“他卫修稷分明就是一个伪君子!”

        皇后终于怒了,抬手甩了他一巴掌:“我看是他过于纵容你,倒让你三十来岁了还不知好歹!”

        卫修恪硬扛着受了这巴掌,一双桃花眼仿佛淬了毒:“既如此,我就看看他是不是真心为我娘亲治病,倘若不是,我即便豁出命,也要向朝臣揭穿他这幅伪君子的假面!”

        说罢便为太后整理了薄被,转身大步离开。

        皇后久久无言,半晌无力地床边坐下。她凝视着太后恐怖的病容,心中愁肠百转,只感到前途渺茫。犹记得当年出嫁时她内心的喜悦期盼,喜他的温柔从容,也期盼自己能拥有新的生活。

        那时怎知婚姻除了喜悦期盼,还有数不清的烦扰?

        六日后,嘉兴的官船赶着今年封河前最后一次通航,抵达了积水潭码头。

        吴炳胜亲自到码头来接,歉意地对孙子初说:“孙大夫,官家本忧虑你远途劳累,想令你养养精神,可太后娘娘的病实在拖延不得……”

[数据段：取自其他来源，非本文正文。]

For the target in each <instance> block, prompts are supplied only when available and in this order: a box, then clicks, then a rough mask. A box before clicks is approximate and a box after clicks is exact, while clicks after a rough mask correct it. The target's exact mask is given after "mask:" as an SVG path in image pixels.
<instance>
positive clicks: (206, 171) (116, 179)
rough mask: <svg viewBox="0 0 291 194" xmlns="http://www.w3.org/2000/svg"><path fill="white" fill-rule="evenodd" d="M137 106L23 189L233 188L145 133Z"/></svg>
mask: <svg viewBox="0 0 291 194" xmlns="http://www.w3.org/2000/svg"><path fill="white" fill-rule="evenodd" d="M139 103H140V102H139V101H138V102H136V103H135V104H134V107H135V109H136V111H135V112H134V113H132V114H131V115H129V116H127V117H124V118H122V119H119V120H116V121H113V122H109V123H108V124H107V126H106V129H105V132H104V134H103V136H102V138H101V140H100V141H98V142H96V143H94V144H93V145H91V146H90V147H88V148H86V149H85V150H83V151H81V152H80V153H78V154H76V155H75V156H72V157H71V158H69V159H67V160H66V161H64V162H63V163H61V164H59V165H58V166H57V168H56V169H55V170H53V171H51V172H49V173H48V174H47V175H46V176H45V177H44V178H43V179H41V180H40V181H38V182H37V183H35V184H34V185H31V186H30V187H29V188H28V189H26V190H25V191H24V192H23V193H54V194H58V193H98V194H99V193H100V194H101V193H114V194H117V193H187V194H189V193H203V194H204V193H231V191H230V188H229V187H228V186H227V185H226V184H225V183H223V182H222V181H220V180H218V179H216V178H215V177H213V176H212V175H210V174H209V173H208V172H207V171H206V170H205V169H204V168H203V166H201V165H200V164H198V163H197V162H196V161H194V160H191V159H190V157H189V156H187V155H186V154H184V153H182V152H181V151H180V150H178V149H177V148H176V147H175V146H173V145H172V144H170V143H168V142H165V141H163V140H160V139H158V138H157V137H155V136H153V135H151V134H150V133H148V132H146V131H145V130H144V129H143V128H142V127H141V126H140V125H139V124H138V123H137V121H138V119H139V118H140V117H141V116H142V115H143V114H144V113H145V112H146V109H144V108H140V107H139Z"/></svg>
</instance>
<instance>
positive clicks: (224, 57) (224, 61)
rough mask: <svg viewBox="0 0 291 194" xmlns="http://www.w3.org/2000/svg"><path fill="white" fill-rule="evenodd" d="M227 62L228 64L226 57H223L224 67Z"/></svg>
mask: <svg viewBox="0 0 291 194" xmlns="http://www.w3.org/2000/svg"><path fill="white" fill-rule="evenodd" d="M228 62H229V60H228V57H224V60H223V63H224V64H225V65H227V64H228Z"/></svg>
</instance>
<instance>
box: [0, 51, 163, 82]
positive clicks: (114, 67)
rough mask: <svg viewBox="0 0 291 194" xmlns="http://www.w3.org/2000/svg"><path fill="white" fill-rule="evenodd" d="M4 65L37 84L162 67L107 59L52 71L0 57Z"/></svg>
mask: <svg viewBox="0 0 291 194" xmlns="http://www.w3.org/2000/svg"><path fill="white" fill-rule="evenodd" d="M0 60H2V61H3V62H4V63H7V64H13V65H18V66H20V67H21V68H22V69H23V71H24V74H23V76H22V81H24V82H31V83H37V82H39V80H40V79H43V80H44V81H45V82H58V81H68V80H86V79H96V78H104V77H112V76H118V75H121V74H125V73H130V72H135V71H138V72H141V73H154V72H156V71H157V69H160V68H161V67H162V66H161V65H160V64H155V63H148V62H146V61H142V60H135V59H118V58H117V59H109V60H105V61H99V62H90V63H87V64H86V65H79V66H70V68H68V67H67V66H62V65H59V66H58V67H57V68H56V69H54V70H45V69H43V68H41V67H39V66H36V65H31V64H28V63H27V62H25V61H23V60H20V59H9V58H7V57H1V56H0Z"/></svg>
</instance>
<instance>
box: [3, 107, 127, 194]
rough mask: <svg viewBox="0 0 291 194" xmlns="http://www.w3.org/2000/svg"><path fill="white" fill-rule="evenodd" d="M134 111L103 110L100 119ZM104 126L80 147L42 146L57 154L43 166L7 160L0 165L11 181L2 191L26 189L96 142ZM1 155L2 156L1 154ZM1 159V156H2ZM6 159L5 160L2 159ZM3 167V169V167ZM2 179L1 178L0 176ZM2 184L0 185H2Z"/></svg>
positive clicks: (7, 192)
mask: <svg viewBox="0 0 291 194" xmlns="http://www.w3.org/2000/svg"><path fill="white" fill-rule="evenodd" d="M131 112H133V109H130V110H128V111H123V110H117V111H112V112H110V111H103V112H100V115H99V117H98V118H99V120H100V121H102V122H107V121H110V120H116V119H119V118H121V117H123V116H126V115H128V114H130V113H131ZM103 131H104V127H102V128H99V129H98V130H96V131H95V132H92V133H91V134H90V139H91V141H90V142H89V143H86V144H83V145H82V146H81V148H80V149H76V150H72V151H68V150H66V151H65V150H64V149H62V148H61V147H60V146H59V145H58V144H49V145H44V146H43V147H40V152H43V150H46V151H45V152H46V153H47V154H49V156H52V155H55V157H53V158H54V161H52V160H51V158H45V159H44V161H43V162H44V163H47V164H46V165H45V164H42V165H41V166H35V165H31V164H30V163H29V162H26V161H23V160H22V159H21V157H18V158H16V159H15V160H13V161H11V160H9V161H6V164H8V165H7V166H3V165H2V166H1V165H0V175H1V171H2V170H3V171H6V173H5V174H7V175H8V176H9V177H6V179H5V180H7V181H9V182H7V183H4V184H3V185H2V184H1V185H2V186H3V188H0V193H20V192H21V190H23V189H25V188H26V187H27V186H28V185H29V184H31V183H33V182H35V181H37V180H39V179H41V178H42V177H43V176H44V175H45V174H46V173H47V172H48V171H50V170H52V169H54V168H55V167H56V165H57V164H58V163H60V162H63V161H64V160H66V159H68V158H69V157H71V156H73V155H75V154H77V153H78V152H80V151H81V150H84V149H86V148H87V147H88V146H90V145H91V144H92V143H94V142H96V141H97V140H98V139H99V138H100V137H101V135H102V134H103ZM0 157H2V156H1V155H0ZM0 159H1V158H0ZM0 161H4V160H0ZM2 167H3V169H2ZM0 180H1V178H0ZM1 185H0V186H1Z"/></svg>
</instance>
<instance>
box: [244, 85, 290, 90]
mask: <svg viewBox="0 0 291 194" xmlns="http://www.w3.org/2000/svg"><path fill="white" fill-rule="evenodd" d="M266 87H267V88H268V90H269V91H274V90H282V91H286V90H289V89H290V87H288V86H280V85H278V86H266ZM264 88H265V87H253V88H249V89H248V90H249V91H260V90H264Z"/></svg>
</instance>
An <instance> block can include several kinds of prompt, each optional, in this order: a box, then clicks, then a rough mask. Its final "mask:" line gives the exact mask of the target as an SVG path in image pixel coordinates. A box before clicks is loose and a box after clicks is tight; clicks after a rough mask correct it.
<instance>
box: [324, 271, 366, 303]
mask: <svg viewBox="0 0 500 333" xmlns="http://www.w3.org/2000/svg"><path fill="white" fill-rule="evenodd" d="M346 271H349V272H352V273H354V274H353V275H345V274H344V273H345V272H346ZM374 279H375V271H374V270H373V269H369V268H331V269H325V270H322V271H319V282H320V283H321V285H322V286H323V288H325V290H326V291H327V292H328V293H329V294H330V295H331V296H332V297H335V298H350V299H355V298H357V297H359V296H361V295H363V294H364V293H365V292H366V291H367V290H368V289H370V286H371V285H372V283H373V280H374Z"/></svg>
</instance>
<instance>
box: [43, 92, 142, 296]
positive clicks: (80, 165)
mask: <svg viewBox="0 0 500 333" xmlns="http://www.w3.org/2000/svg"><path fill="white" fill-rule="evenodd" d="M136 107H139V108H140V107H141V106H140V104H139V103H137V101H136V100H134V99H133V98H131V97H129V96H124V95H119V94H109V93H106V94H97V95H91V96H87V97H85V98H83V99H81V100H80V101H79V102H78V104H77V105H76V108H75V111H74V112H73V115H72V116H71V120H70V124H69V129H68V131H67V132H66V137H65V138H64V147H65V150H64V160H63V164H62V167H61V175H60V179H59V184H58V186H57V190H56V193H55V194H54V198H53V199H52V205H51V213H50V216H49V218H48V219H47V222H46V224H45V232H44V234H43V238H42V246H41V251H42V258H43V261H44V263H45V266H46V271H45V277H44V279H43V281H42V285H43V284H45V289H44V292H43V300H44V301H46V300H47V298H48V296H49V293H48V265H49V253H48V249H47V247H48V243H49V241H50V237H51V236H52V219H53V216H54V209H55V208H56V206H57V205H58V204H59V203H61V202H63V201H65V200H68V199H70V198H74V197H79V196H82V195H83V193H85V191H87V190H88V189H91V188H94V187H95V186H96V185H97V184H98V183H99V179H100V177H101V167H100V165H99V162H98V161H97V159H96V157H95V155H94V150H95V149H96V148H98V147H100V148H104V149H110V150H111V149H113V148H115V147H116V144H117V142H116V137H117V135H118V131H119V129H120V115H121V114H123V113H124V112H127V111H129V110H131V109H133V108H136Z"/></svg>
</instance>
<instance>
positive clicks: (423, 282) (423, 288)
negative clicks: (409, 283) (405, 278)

        “多谢官家体恤小民,”孙子初得体地冲皇宫方向拱手,又笑道,“大监实在多虑,这官船既大又平稳,一路上小民甚得照顾,处处周到,您看小民这气色,神完气足!咱们这就直接走吧?”

        吴炳胜不由对这位中年文士另眼相看,言谈文雅又不缺洒脱,不卑不亢又带有敬意,且识大体,果然民间有奇士啊。